Scenario: We have a datalevin db that has a certain size (few GB's to take some time to copy over to replica).
A new replica pops up and will need to catch up on the main server - copy the data over.
While copying the data, the main server also receives new write requests.
How would this be handled using lmdb database ? The replica is in process of copying but also needs to apply transactions.
The only algorithms I can imagine imply some sort of snapshotting + transaction log keeping + shipping.
Sure. The copy is on a snapshot. So transactions after that snapshot needs to be buffered, then applied after the copy is completed.
I think a good way to copy this might be if we get access to the lmdb pages and also some hooks when these change. I imagine that if we scan the pages and hash them locally (which should be fast) and send these over the wire it's going to make things easier to cope with. Working with 4k pages might be easier then working with the individual keys and values.
WDYT?
Pages are low level implementation details that LMDB does not expose an API for.
Pages are not necessarily larger than individual values either, e.g. one could have a 500mb document as a value that spans many pages.
One idea to implement read-only replication is to implement a mdb file parser like https://blog.separateconcerns.com/2016-04-03-lmdb-format.html .

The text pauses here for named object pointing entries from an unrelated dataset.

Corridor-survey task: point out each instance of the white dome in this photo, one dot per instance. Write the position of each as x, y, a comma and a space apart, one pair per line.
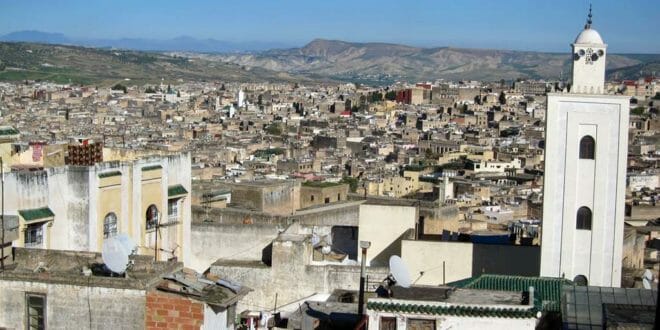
589, 36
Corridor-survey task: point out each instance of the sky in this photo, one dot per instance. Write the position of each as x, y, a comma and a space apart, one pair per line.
627, 26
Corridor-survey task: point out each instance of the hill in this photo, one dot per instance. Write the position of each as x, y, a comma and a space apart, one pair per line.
20, 61
385, 63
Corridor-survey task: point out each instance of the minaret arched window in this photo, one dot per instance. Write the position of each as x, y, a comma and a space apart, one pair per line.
587, 147
583, 220
110, 225
152, 217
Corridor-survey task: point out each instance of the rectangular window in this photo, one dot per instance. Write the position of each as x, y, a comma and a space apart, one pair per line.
34, 235
420, 324
387, 323
36, 311
173, 210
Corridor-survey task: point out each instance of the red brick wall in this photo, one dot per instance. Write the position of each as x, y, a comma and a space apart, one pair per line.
170, 311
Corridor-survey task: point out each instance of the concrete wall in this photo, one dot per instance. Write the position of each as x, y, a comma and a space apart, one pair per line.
310, 196
464, 260
453, 322
428, 257
80, 199
291, 277
384, 226
211, 242
69, 306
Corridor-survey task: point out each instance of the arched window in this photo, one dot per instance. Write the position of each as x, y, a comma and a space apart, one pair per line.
581, 280
152, 216
110, 225
583, 218
587, 147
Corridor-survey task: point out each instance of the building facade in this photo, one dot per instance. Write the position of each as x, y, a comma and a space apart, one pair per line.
77, 207
585, 172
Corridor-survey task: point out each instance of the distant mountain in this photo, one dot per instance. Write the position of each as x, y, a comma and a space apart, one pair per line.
36, 36
83, 65
181, 43
385, 63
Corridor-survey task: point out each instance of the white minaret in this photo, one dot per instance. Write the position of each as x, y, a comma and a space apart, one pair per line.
585, 170
588, 61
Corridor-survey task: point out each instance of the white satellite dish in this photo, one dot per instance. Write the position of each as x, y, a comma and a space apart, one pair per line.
399, 272
114, 255
648, 274
129, 245
647, 278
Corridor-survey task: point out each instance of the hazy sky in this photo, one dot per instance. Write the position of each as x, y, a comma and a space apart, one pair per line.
630, 26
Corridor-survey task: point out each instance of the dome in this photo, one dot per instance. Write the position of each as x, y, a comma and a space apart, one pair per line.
589, 36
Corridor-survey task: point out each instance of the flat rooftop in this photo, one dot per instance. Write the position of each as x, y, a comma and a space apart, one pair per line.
66, 267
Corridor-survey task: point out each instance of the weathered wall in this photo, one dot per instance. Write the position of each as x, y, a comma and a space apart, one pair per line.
165, 310
310, 196
384, 225
290, 276
69, 306
519, 260
428, 257
211, 242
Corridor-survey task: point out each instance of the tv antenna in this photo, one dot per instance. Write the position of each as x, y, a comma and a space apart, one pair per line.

Use that to sync over the database as pages. The mdb file contains information about what pages are free / and the latest transaction id. I think this might be enough to sync a db if it has gone offline and missed any transactions.
Not sure if this is going to be good enough. Thought it might be usefull to know.
One idea is to use Apache Arrow related formats for this, so it may enable easier analytics.
Before we implementing fully distributed store feature, maybe we could have a read-only replica for the server.
Although we do not have WAL, but we can propagate the transaction messages to the replicas just as well: e.g. the master will be a client of the replicas, and it just forwards all the transaction messages it receives to the replicas.